9P2020 (or 9P200X?)

9P200X

List of ideas for the 9P2000 successor.

Name ideas

Rejected ideas

General / misc changes

Open/create changes

Stat changes

Walk changes

Read changes

Write changes

9P chaining

All messages contain two extra fields: chnbits[1] chntag[2].

If chntag is different from NOTAG, the server promises not to execute the message before the request with the specified tag completes (not necessarily successfully). A message with that tag must have been sent already. If CHNFAIL is set in chnbits, the request is aborted if the original request returned an error, was flushed or aborted.

Aborted requests generate a new Rabort message which includes a reason[1] bitfield.

The server is expected to translate chntag into pointers to the right requests on receipt. Clients can reuse tags as soon as they know they do not wish to issue further requests chained to the original message.

The main problem with this is that the server needs to remember which requests completed successfully. Solution ideas:

9P grouping

(Alternative to chaining)

All messages contain two extra fields: grpbits[1] grptag[2]. Servers guarantee not to reorder messages with identical grptag. If grpbits contains GRPKILL then a failed or flushed message will mark the grptag as killed. If grpbits contains GRPMORTAL then the message is aborted if grptag is killed by a previous message.

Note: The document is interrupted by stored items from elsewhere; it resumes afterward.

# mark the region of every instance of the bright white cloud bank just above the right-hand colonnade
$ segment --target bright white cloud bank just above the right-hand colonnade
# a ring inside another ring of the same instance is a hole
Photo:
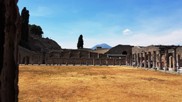
[[[151,34],[135,34],[125,40],[132,45],[178,45],[182,44],[182,30],[175,30],[166,34],[151,35]]]

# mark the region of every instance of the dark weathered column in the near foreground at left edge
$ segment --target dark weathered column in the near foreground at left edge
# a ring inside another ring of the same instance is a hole
[[[18,0],[0,0],[1,102],[18,101]],[[3,53],[4,52],[4,53]]]

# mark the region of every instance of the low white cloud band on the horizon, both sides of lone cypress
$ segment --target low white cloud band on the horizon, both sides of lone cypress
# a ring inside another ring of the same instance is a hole
[[[97,37],[95,37],[97,36]],[[63,37],[63,36],[61,36]],[[118,44],[149,46],[149,45],[182,45],[182,30],[174,30],[166,34],[151,35],[148,33],[135,33],[130,36],[118,35],[94,35],[84,36],[84,47],[93,47],[99,43],[107,43],[110,46]],[[66,38],[65,38],[66,39]],[[78,36],[70,37],[70,40],[56,39],[63,48],[76,48]]]

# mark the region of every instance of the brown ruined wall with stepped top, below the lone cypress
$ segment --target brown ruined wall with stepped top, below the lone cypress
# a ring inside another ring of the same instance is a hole
[[[46,53],[45,64],[124,65],[125,59],[107,58],[105,54],[84,50],[60,50]]]

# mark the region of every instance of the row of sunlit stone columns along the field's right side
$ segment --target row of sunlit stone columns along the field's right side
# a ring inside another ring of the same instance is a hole
[[[164,60],[162,61],[162,56]],[[177,70],[176,49],[172,51],[172,55],[168,53],[168,49],[164,51],[141,52],[132,55],[132,65],[144,68],[157,68],[159,70],[168,70],[169,67]]]

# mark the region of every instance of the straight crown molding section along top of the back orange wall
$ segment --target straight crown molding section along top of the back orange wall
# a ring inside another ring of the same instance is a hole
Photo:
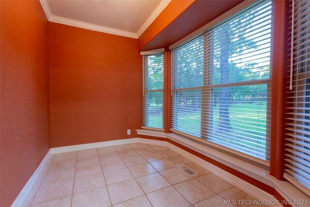
[[[120,36],[124,36],[124,37],[130,37],[130,38],[138,39],[138,36],[135,32],[127,32],[127,31],[123,31],[123,30],[117,30],[117,29],[104,27],[104,26],[100,26],[100,25],[96,25],[96,24],[90,24],[90,23],[86,23],[86,22],[82,22],[82,21],[78,21],[78,20],[68,19],[68,18],[64,18],[61,16],[52,15],[49,18],[49,21],[59,23],[59,24],[65,24],[65,25],[69,25],[69,26],[73,26],[73,27],[79,27],[79,28],[83,28],[83,29],[87,29],[87,30],[93,30],[93,31],[97,31],[97,32],[105,32],[105,33],[109,33],[109,34],[115,34],[115,35],[120,35]]]

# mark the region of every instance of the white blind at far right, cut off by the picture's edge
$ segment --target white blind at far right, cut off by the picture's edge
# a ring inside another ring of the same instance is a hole
[[[310,196],[310,1],[293,0],[292,14],[284,177]]]

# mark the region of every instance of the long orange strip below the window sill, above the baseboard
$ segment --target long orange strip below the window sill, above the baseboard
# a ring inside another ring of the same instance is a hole
[[[222,163],[220,163],[220,162],[218,162],[218,161],[216,161],[214,159],[208,158],[208,157],[206,157],[206,156],[204,156],[204,155],[202,155],[202,154],[200,154],[200,153],[198,153],[198,152],[196,152],[196,151],[194,151],[192,149],[189,149],[186,146],[183,146],[182,144],[176,143],[176,142],[174,142],[174,141],[172,141],[170,139],[166,139],[166,138],[158,138],[158,137],[152,137],[152,136],[143,136],[143,138],[151,139],[151,140],[167,141],[168,143],[171,143],[171,144],[173,144],[173,145],[175,145],[175,146],[185,150],[186,152],[189,152],[190,154],[195,155],[196,157],[201,158],[201,159],[203,159],[203,160],[205,160],[205,161],[207,161],[207,162],[209,162],[209,163],[219,167],[220,169],[222,169],[222,170],[224,170],[224,171],[226,171],[226,172],[228,172],[228,173],[230,173],[232,175],[235,175],[236,177],[238,177],[240,179],[243,179],[244,181],[246,181],[246,182],[256,186],[257,188],[259,188],[259,189],[261,189],[261,190],[263,190],[263,191],[265,191],[265,192],[275,196],[275,198],[278,199],[280,203],[285,203],[284,202],[285,199],[274,188],[272,188],[272,187],[270,187],[270,186],[268,186],[268,185],[266,185],[266,184],[264,184],[264,183],[262,183],[262,182],[260,182],[260,181],[258,181],[256,179],[254,179],[254,178],[252,178],[252,177],[250,177],[248,175],[240,173],[239,171],[237,171],[237,170],[235,170],[235,169],[233,169],[231,167],[228,167],[228,166],[226,166],[226,165],[224,165],[224,164],[222,164]],[[292,207],[291,205],[283,205],[283,206],[284,207]]]

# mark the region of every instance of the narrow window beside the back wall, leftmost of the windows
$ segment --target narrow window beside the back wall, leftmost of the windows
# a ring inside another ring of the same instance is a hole
[[[164,54],[142,55],[142,128],[164,128]]]

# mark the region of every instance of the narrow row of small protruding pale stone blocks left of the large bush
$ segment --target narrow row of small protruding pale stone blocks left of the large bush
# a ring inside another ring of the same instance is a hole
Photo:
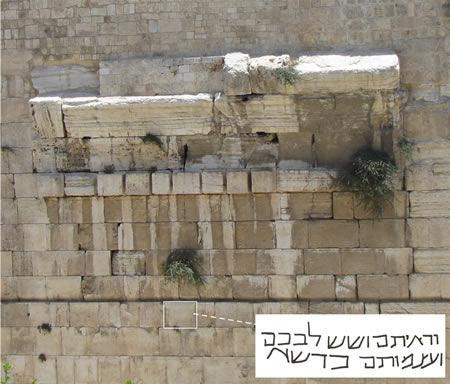
[[[36,174],[40,197],[333,192],[334,170],[232,169],[183,172]],[[151,179],[151,183],[150,183]],[[135,185],[142,180],[145,185]],[[56,183],[57,182],[57,183]],[[50,184],[49,184],[50,183]],[[56,183],[56,184],[55,184]],[[133,187],[132,187],[133,186]]]

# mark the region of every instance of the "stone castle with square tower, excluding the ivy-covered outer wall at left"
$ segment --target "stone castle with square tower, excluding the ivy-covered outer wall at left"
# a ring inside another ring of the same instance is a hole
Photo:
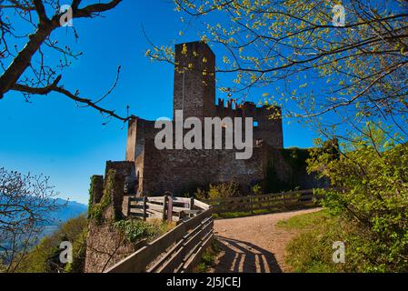
[[[106,166],[106,172],[114,168],[124,176],[125,195],[170,192],[182,196],[194,193],[197,187],[231,181],[244,192],[254,185],[263,186],[264,191],[315,186],[317,181],[297,161],[303,158],[304,151],[283,148],[282,118],[270,118],[271,108],[251,102],[236,105],[228,101],[225,105],[222,99],[215,104],[215,55],[208,45],[175,45],[174,64],[174,112],[182,110],[184,118],[253,117],[253,156],[237,160],[234,149],[159,150],[154,146],[154,136],[159,131],[154,128],[154,121],[134,118],[128,127],[126,161],[108,162]]]

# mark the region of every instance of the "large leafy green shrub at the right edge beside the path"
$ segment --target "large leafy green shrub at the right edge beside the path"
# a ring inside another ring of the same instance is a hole
[[[315,149],[309,171],[343,189],[318,193],[347,225],[348,270],[408,272],[408,144],[394,144],[367,124],[342,147],[338,157],[327,145]]]

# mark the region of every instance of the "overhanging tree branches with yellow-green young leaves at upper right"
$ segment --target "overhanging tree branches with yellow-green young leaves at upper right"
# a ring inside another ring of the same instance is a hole
[[[355,130],[382,121],[406,137],[407,1],[175,5],[182,21],[204,25],[202,41],[224,51],[216,72],[234,75],[234,85],[220,87],[228,97],[245,99],[263,87],[267,104],[284,105],[286,116],[304,117],[324,134],[333,134],[336,125]],[[174,63],[171,47],[154,46],[146,55]]]

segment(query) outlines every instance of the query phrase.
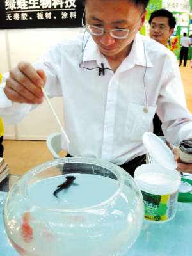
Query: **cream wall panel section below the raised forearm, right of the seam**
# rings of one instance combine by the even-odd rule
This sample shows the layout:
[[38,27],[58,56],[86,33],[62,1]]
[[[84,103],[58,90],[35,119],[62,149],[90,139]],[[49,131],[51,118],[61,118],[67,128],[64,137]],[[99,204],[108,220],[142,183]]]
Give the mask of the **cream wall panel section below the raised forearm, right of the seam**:
[[[63,98],[52,98],[51,104],[63,125]],[[54,132],[61,132],[47,102],[44,100],[36,109],[17,125],[19,140],[47,140],[47,137]]]

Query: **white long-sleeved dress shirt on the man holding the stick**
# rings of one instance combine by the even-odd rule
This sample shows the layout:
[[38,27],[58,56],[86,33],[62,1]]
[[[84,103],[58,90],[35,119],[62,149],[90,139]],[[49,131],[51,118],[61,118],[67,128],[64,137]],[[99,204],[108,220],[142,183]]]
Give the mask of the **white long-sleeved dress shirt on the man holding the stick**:
[[[95,68],[104,63],[110,68],[92,36],[87,38],[81,66]],[[153,131],[156,111],[168,142],[178,145],[192,136],[192,115],[186,109],[177,58],[170,50],[137,34],[129,56],[116,72],[105,70],[105,76],[99,76],[98,68],[79,67],[82,40],[80,34],[54,44],[33,64],[45,70],[48,97],[63,97],[64,129],[70,140],[69,151],[63,141],[65,151],[123,164],[147,152],[142,136]],[[11,102],[3,87],[1,84],[0,116],[5,124],[20,122],[35,106]],[[148,113],[143,111],[145,88]]]

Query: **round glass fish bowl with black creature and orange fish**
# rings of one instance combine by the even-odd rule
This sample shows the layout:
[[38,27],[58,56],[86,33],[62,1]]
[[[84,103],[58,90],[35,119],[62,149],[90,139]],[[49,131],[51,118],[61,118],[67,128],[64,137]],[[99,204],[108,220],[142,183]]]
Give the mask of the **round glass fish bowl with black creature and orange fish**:
[[124,255],[143,220],[143,196],[131,175],[92,158],[36,166],[4,204],[6,234],[20,255]]

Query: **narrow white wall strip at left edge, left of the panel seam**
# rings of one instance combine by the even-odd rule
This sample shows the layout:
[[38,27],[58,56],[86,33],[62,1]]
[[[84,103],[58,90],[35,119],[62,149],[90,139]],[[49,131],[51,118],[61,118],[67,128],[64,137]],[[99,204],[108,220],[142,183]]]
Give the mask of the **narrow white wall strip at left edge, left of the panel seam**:
[[5,30],[0,30],[0,73],[4,74],[8,72],[8,60],[6,52],[6,35]]

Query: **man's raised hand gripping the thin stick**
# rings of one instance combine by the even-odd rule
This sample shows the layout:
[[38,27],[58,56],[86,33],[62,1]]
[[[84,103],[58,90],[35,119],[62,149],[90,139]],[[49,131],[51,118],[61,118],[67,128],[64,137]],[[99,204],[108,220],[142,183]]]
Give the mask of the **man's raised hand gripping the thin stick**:
[[6,79],[4,93],[13,102],[41,104],[46,76],[44,70],[35,70],[30,63],[20,62],[17,68],[10,71],[10,77]]

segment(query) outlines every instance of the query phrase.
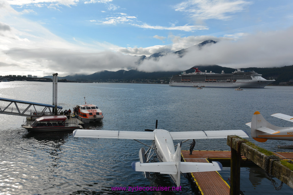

NOTAG refers to no group (or rather, each use of it refers to a separate group), i.e. different messages with NOTAG can be reordered freely and grpbits has no effect.

A new message Tclunkgrp[2] resets the kill tag. Servers can assume that the group tag refers to a new group after this request (i.e. the reordering dependency chain is broken).

Chaining / grouping comments

Both chaining and grouping exist to allow clients to send out batch requests. Chaining is potentially more powerful but grouping seems like it might be vastly simpler to implement. To implement chaining all servers and intermediates need to keep track of the last N messages sent.

It's unclear how either would be accessible from user space right now. They can however be used to chain fixed sequences in syscalls, the most common example being walk and open.

9P streaming

size[4] Treads tag[2] {chaining/grouping bits} fid[4] offset[8] count[4] mcount[4]
size[4] Rreads tag[2] final[1] offset[8] count[4] data[count]

Sending this message is equivalent to performing multiple Tread operations of size mcount. The server will continue to perform read operations (equivalent to Tread) until count bytes have been read, an error occurs or EOF has been reached. Each read operation will generate at least one Rreads response. Unlike other requests, this request continues to be active until it is explicitly terminated.

The offset for the read operations starts at offset and increases by the returned number of bytes after each response. Servers must follow this even if the actual read operation ignores the offset field.

As long as the request is active, clients can send another request with the same tag to reset the offset, count and mcount variables to specified values. If offset is –1, offset is unchanged and count is added to the existing count. The server should complete outstanding requests it made with the old values and return them normally.

Unlike Rread, Rreads with an empty count does not carry a special meaning.

FINBNDRY in final denotes a "message boundary" which means that this is the last Rreads response corresponding to an underlying read operation. If there are two message boundaries with no data in betweeen, this constitutes an end-of-file signal. After end-of-file the server must perform no more reads and explicitly terminate the request.

FINDONE in final indicates that the server terminates the request and will send no more responses. This is not an error and does not imply end-of-file has been reached. FINDONE is processed after the rest of the message.

Clients can terminate the request with Tflush. The server may respond with more data before sending Rflush.

If an error occurs, Rerror is sent and the request is terminated.

The server must guarantee that no data is lost, by sending outstanding data before a Rflush or Rerror response if necessary. In this case it is permitted for the server to return up to count+mcount bytes.

size[4] Twrites tag[2] {chaining/grouping bits} fid[4] offset[8] count[4] data[count]
size[4] Rwrites tag[2] offset[8] count[4] window[4]

Twrites functions like Twrite, but the request remains "active" as long as it has not been explicitly terminated. As long as it's active, clients can send further Twrites messages with the same tag, which execute in order.

Clients are required to keep a local window counter and subtract from this counter every time they send a message. The window counter starts at 64 KB and should never become negative. The window field from responses should be added to this counter. Servers can send messages with count=0 to add to the counter.

Servers can terminate Twrites by setting window to –1. This is not an error. Clients can terminate Twrites with Tflush.

Unlike Rwrite, partial writes do not indicate an error. If servers wish to signal an error, they should send a Rerror message.

Streaming comments

Streaming + chaining/grouping allows clients to do "read file" in one round trip (for short files). Longer files are transmitted at potentially the full bandwidth.

Streaming can be implemented in userspace by adding a new ORBUF flag to open(2) that indicates the kernel is allowed to read ahead and a OWBUF flag to indicate the kernel can buffer writes. bio(2) should be able to set this flag.

The idea is that any program can use ORBUF as long as it only ever does fixed reads until EOF is reached.